吴晨点了几个人的名字,唯独漏掉了李继文。
“吴官人莫不是忘了愚兄。”说这话的时候,李继文的语气已经有了非常明显的不满。
吴晨轻笑了两声,又一次的转移了话题,“对了,听说李兄从中牟县回来身患风寒,现在看来应该是好了许多?”
两人谈话的节奏始终被吴晨所把持,李继文就想一个回答问题的人一般,始终被吴晨带着走。他想问的问题,他想听到的话,一句都没有说出来,反倒是吴晨得到了自己想要得到的消息。
不过这一次,李继文不再按照吴晨的节奏,固执的问道:“吴官人莫不是觉得愚兄被贬为县尉是罪有应得?”

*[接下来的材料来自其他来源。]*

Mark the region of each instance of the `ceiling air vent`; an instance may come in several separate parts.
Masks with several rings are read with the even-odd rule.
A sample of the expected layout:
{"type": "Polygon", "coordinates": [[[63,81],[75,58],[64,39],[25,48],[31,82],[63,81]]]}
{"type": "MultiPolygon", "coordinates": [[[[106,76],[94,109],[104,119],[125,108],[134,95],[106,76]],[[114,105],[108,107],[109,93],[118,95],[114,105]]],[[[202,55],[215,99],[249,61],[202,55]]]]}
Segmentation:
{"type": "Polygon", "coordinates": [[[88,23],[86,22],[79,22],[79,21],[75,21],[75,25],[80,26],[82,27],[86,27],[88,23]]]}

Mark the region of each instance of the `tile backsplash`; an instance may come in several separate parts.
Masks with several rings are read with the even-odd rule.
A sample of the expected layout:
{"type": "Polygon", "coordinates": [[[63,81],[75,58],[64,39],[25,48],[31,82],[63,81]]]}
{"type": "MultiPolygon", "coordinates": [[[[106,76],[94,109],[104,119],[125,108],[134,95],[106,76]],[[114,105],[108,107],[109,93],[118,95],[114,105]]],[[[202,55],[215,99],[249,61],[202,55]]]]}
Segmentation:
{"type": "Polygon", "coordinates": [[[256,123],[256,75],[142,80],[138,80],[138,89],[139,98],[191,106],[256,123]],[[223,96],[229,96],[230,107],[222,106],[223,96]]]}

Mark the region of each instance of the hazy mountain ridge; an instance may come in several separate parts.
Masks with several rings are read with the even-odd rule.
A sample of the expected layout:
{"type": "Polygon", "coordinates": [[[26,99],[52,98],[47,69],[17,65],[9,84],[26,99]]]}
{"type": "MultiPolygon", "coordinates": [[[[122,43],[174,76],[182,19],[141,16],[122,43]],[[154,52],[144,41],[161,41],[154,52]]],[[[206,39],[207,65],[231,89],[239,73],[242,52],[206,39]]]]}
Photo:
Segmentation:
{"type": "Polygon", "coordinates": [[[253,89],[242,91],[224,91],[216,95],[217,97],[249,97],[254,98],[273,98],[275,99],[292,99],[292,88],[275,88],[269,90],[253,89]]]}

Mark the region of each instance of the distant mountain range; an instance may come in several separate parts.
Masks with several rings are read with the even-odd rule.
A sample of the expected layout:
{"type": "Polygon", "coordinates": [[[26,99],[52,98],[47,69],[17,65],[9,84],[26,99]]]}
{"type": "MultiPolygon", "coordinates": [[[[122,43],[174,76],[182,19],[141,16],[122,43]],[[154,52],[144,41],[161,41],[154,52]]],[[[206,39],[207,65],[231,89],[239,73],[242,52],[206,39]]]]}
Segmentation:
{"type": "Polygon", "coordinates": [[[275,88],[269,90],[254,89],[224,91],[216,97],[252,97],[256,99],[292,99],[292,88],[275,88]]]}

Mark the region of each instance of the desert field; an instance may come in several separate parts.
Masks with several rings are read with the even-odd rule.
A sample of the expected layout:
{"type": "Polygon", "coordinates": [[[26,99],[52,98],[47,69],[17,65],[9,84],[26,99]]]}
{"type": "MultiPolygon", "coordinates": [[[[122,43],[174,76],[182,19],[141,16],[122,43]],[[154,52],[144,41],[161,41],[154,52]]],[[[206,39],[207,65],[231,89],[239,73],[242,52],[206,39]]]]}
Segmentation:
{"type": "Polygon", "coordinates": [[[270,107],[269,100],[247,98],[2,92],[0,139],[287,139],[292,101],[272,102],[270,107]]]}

从吴晨的本心来说,他并不认为李继文被贬为县尉是罪有应得。他认为,李继文当如秦兴一般,当斩立决!
可是很多事情并不方便直接说出来,吴晨虽然是个冲动的书生意气,可是不是傻子。什么话该说,什么话不该说,他的心理清清楚楚。
“李兄误会了,我也只是怕提起这这件事情李兄你会不舒服,这才故意不提。没想到李兄你”吴晨一脸的苦笑的。
吴晨不是傻子,李继文也不是傻子。放在以往,李继文可能打个哈哈,这件事情就揭过去了。不过今天连着被吴晨抢白了几次,李继文的心情有些不爽。
“吴官人怕不是这样的意思吧?没关系,我李某人身正不怕影子斜,吴官人你有什么打算不妨打开天窗说亮化!”